Pricing-wise, usually these platforms are subscription-based that can be expensive for small businesses. However, if you need just one pitch or press-release, some of them do provide freemium models with 5-10 posts per day creation including the templates. Copy.ai even has a free plan. PRGuy charges you per template or ready-to-go pitch and it keeps providing a human-editor review.


AI-powered Outreach Platforms

Finding journalists’ contacts has always been and still quite a time consuming activity. Nowadays, buying email databases for “spray-and-pray” and the subsequent distribution is considered to be bad manners and an experienced PR specialist would never do so. Neither will they ask a colleague to share their media base Google spreadsheets.


There are a lot of platforms available for businesses to automate marketing cold outreach efforts like SalesLoft. There are even platforms like SellScale that pull data from public internet sources to craft “hyper-specific” outreach. But this looks creepy and none of those will help with the media outreach. And again, nothing is low-budget about them.


There are two options available for founders and PRs who want to automate the outreach and at the same time don’t spend a fortune: OnePitch and House of Pitch. Both are free of charge. OnePitch is a free version of Mack Ruck and other costly platforms. It suggests journalists based on your pitch and allows distribution within the platform.

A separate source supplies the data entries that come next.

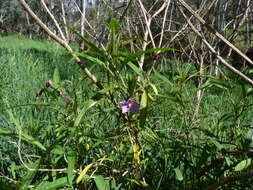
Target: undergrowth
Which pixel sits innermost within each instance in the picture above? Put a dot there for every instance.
(59, 132)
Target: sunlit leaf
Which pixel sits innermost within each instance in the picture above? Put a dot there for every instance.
(48, 185)
(71, 156)
(101, 183)
(179, 175)
(243, 165)
(86, 106)
(83, 173)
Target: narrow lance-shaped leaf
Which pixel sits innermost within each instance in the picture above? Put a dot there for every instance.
(87, 106)
(83, 173)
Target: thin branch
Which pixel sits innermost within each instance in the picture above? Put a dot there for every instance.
(230, 179)
(212, 30)
(53, 18)
(223, 61)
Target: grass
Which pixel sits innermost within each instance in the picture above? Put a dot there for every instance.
(176, 151)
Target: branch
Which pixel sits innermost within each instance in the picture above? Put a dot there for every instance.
(212, 30)
(230, 179)
(223, 61)
(53, 18)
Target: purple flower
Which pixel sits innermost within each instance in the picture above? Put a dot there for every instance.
(129, 105)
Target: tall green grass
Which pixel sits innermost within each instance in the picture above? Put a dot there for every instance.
(176, 152)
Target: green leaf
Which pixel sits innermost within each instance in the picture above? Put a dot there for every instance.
(87, 105)
(101, 183)
(56, 76)
(27, 179)
(83, 173)
(144, 99)
(243, 165)
(60, 182)
(144, 109)
(24, 136)
(134, 68)
(163, 78)
(105, 90)
(179, 175)
(71, 156)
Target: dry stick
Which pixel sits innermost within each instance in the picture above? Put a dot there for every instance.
(223, 61)
(148, 20)
(163, 26)
(53, 18)
(211, 29)
(61, 42)
(64, 20)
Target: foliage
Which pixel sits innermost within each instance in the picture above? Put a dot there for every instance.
(60, 132)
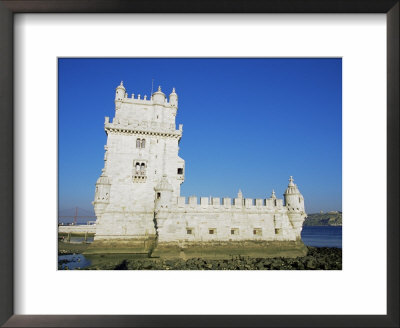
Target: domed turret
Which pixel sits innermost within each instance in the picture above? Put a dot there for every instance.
(173, 98)
(120, 92)
(102, 194)
(293, 198)
(158, 96)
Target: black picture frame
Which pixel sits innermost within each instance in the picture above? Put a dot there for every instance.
(10, 7)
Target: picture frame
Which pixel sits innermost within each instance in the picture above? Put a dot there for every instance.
(7, 11)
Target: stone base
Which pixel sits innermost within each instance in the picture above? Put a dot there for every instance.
(226, 250)
(140, 246)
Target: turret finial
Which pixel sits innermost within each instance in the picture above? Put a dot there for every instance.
(273, 194)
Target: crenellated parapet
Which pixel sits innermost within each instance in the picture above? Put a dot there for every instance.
(127, 126)
(157, 98)
(194, 203)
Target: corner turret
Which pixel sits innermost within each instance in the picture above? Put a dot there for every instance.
(158, 96)
(173, 98)
(120, 92)
(294, 203)
(294, 200)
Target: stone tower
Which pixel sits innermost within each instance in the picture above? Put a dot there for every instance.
(138, 204)
(141, 153)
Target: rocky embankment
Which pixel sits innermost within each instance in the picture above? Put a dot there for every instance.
(71, 248)
(316, 259)
(324, 219)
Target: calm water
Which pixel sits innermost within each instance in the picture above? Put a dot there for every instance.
(322, 236)
(311, 236)
(72, 262)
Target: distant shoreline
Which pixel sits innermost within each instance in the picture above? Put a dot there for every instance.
(332, 219)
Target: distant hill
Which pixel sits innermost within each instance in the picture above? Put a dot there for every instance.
(333, 218)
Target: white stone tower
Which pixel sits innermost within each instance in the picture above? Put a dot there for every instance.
(141, 153)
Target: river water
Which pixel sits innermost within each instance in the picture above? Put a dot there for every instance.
(322, 236)
(317, 236)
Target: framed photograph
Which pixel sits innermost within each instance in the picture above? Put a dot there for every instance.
(336, 62)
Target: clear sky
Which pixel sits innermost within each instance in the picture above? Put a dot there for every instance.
(247, 123)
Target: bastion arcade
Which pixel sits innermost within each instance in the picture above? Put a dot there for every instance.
(139, 207)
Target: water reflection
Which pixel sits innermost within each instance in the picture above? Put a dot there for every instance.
(72, 262)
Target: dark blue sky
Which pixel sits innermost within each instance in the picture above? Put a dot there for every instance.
(247, 123)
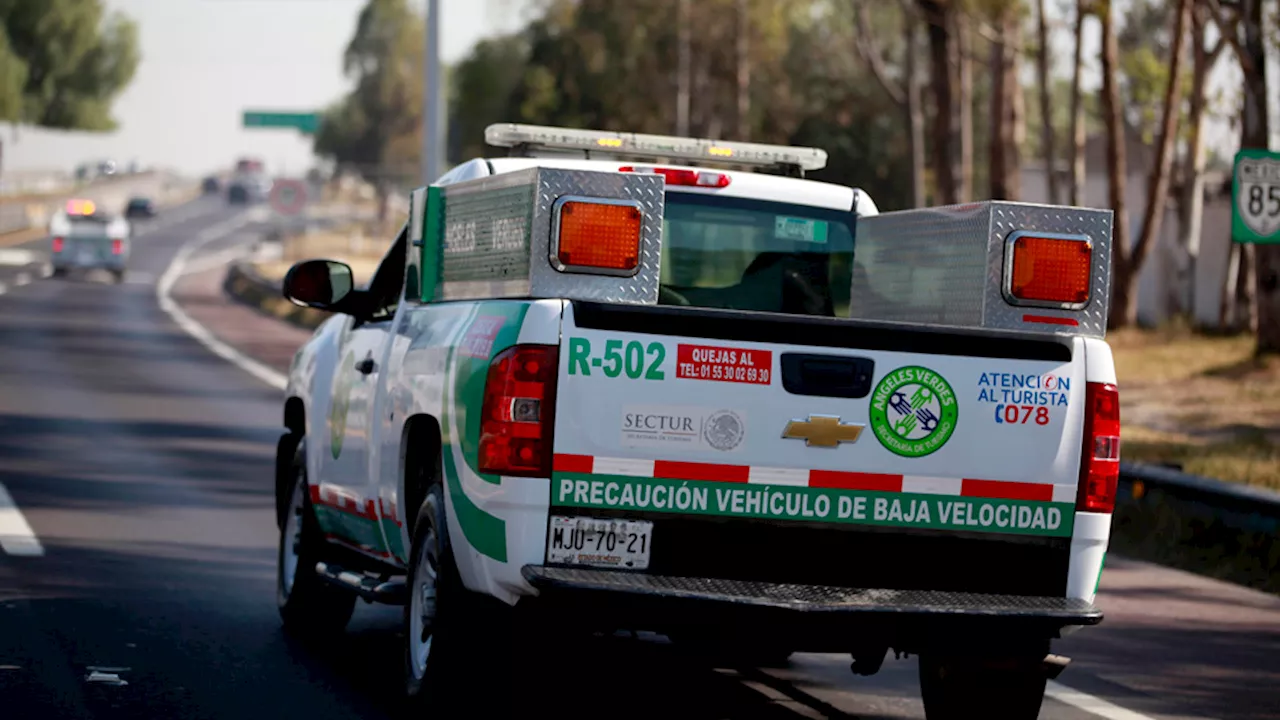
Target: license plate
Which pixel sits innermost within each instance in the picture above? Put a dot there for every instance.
(599, 543)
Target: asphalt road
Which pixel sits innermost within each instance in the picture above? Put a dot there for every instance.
(142, 463)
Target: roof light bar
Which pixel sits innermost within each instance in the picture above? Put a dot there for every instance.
(511, 135)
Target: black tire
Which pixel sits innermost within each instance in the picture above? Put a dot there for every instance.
(469, 664)
(960, 688)
(307, 605)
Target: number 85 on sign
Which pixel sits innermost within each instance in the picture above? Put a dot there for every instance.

The House of Pitch in turn asks you to pick the most relevant journalists (or VC scouts!) according to their beats (industries of interests) prior to the distribution of the pitch. But there is one feature it has that is dope–you get a clear Yes or No response each time you reach out to a journalist. The pitches you send on HoP are Tinder-like cards that journalists sort Connect or Reject and you either meet with a reporter in an email or will get a “sorry, not a good fit” notification.


Conclusion

More tools aiming to help with marketing appear every month. However, only a few of them fit the PR needs.


The most successful outreach efforts are still those that are personalized, targeted, and backed by genuine human interaction, not GPT. I won’t rely on AI-powered writing assistants, if you have a success story when you pitched to a journalist completely generated text, please share it with me.